L'associazione Femminile Maschile Plurale contro il manifesto 'hot' di una discoteca

Non si placa la polemica sull''immagine hot utilizzata dal locale Touchè di Marina di Ravenna. Anche Serena Simoni, presidente dell'associazione "Femminile Maschile Plurale" di Ravenna interviene sulla questione con un punto di vista singolare che pare destinato a fare ulteriormente discutere.

 

"Ricomincia l'estate e ricominciano a comparire le immagini della nostra riviera che associano il corpo femminile al sesso - spiega Simoni. Non che i corpi non debbano fare sesso come vogliono, per carità, ma proviamo a smontare un attimo quell'immagine di quella ragazza in bikini che viene trafitta da un'asta fumante nel di dietro.

Il messaggio contenuto nell'immagine viene definito "simpatico e scherzoso", ma provate a pensare che al posto della modella ci sia vostra figlia o vostra sorella, o magari voi stesse/i (parlo anche ai maschi che leggono) ... forse la cosa diventa meno divertente

La ragazza testimonial è quella che veicola l'idea della ragazza-tipo che possiamo trovare in questo locale. Molto carina in effetti. Anche molto svestita, in effetti. Ma siamo al mare.

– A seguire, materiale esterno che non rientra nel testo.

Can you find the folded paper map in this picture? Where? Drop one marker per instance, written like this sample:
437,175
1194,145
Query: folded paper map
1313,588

Eppure, c'è dell'altro: la ragazza prototipo del locale, si diverte solo se fa sesso (un'asta fiammante nel di dietro a quello ci fa pensare), perchè non ci viene presentata mentre chiacchera, balla o fa quello che effettivamente si vede alle feste.

In più, alla ragazza-tipo del locale, piace solo un particolare tipo di divertimento sessuale: l'essere sodomizzata. Un sesso passivo e - a giudicare dal mezzo che viene usato - neanche tanto piacevole, anzi violento.

Chi ne sa qualcosa delle pubblicità, sa che essa fa leva sui desideri delle persone (obiettivo: comprare). Spesso induce anche desideri a chi non li ha (per lo stesso motivo). Per estensione, il messaggio induce a pensare che tutte le donne giovani vanno a divertirsi nei locali con la speranza di essere sodomizzate con violenza. E anche, che quello è il desiderio principale dei giovani maschi nei confronti delle ragazze (far loro male, con un membro raffigurato come un accendino di grandi dimensioni).

L'utilizzo iperbolico e paradossale del linguaggio pubblicitario non cambia il senso di quello che contiene il messaggio.

E' per questo motivo - e non perchè siamo bacchettoni o femministe - che quella immagine è lesiva sia nei confronti delle giovani donne, che nei confronti dei giovani uomini. L'associazione che rappresento - Femminile Maschile Plurale - è formata da donne e uomini che da anni si impegnano per cercare di pensare che i generi F/M possano essere pensati diversamente, così come il loro rapporto. E tutte/tutti di FMP pensiamo che quella immagine non sia erotica, ma solo violenta, in particolare sulle donne.

Diamo quindi solidarietà alla posizione espressa giustamente dal gruppo "Verso la casa delle donne" di Ravenna che ha collegato quell'immagine alle quasi 60 donne uccise in Italia da gennaio ad oggi. Siamo il paese con più omicidi seriali di donne al mondo dopo gli Stati Uniti. Forse è il caso di ricordarselo anche quando si fa una locandina pubblicitaria".